People who say it's only 4 games are missing the point. It's probably only the beginning, because if the goal was actually selling small games like Pentiment, it wouldn't move the needle at all financially so it wouldn't make sense.
What will definitely help them financially is selling AAA games like Starfield and Indiana Jones... It just makes too much sense for them when hardware sales are so low and gamepass subscriptions have stalled.
The problem is how the Xbox hardware survives on the long run inside that new strategy. It wasn't already selling that well worldwide and now they're competing with a console which will get basically every game (or most games) outside of Nintendo games, unlike their own platform. I'm pretty sure they know their new strategy will further hurt their hardware sales on the long run and probably ultimately kill their console, but it's clearly offset by the sales they could make on PS5 and Switch.

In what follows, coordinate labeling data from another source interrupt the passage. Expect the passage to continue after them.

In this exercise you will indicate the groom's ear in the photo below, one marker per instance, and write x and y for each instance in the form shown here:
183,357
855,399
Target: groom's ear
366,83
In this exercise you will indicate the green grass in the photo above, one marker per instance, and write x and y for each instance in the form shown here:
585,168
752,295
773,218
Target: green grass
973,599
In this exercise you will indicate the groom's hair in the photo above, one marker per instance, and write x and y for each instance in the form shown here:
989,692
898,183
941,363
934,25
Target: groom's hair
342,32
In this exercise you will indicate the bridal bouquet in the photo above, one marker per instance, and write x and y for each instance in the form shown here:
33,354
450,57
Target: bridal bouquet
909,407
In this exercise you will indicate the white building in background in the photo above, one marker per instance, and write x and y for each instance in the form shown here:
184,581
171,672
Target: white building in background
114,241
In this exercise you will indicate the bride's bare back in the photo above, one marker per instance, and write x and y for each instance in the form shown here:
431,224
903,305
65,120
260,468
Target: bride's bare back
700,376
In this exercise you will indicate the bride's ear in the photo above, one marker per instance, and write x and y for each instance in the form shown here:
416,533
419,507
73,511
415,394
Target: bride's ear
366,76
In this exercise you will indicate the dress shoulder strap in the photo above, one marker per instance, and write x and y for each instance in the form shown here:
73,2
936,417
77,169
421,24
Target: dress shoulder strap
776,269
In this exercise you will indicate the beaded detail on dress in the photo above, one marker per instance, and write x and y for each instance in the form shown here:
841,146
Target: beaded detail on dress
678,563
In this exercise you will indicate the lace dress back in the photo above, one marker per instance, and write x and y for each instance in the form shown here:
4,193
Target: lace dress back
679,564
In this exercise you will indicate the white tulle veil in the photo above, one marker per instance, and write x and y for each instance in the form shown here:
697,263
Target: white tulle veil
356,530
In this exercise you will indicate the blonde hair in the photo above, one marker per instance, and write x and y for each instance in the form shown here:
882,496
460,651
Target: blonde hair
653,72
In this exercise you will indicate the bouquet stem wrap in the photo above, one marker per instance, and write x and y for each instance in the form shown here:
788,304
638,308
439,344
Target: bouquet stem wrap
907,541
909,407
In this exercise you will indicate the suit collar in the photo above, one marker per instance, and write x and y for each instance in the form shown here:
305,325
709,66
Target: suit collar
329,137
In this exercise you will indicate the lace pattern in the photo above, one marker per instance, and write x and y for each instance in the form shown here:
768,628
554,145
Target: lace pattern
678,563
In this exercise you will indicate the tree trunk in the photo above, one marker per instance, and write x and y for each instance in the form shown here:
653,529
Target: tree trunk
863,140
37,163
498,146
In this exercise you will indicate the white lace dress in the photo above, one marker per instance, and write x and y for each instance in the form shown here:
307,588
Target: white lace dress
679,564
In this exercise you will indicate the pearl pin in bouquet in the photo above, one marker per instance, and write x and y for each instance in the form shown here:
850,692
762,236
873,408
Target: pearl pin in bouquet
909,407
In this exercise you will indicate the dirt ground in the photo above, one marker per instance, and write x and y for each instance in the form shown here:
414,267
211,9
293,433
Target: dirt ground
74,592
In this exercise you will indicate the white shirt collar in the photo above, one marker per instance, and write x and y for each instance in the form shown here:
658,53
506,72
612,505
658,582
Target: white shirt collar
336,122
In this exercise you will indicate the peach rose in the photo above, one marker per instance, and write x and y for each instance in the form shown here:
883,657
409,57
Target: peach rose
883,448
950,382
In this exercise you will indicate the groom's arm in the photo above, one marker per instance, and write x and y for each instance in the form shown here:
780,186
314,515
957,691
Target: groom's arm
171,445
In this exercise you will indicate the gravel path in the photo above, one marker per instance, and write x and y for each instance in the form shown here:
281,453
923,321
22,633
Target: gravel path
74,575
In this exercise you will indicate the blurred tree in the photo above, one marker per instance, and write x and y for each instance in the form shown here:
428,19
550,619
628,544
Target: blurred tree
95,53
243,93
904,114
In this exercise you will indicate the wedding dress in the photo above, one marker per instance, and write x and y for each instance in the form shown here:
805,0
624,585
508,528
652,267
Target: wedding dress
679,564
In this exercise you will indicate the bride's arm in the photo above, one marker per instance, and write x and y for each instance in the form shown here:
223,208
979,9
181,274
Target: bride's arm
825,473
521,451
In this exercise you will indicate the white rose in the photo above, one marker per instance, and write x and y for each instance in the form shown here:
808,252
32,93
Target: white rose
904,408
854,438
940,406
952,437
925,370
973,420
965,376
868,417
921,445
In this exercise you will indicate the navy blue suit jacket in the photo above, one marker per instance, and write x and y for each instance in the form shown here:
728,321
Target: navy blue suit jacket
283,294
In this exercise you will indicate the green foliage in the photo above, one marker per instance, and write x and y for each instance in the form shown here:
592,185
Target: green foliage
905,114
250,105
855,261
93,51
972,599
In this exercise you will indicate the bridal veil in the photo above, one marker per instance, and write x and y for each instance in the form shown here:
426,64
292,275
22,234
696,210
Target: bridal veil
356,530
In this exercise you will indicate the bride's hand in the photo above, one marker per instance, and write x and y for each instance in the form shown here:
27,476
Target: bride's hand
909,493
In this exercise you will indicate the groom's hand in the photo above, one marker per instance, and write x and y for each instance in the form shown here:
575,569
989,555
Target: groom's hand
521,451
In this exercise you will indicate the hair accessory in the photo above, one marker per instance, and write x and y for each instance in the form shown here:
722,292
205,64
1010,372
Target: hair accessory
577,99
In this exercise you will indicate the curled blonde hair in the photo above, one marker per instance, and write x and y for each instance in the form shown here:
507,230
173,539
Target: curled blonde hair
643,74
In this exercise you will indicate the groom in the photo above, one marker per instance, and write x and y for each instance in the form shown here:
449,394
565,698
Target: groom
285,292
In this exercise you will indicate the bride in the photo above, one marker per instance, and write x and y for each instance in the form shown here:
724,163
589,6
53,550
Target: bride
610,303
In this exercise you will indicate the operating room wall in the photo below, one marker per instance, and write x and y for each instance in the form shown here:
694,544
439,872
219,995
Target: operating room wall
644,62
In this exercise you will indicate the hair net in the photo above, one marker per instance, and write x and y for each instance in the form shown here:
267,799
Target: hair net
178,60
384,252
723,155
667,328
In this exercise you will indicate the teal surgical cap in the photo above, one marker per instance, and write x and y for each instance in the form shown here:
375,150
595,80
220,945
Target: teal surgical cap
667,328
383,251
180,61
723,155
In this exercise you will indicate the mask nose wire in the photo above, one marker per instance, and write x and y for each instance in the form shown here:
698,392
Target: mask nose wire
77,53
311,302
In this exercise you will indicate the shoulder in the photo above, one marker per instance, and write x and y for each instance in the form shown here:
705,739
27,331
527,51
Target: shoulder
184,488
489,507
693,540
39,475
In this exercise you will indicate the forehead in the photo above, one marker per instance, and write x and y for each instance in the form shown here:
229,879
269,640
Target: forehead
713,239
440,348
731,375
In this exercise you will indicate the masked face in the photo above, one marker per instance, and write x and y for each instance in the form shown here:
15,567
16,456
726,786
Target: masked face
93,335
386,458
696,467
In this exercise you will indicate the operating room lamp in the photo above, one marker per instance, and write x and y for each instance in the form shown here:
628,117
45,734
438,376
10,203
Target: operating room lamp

I just don't see how it ends up in anything else than going full multiplatform for MS. Then what's the selling point of Xbox hartdware ? Game Pass, but it has already stalled. Playing every MS game day 1, but is it enough to keep a meaningful hardware market share ? Probably not.
And if you go beyond that, that endgame doesn't make much sense strategically for MS. Unless I miss something, they don't care about being a standard 3rd party video game publisher, margins are too low and it doesn't really fit their Office 365 / Azure high margin core business. It would probably end up in a full blown sale.
All this looks like the start of an exit strategy to me. As an exit strategy, it makes much more sense because at least you recoup some of your losses and you boost the publishers sale price by going full multiplatform. I always said I thought Game Pass would fail and MS would exit gaming business. I still think that's where we're headed here.
Unless they actually think that strategy can convince people to move to the Xbox ecosystem and to Game Pass, which seems highly unlikely.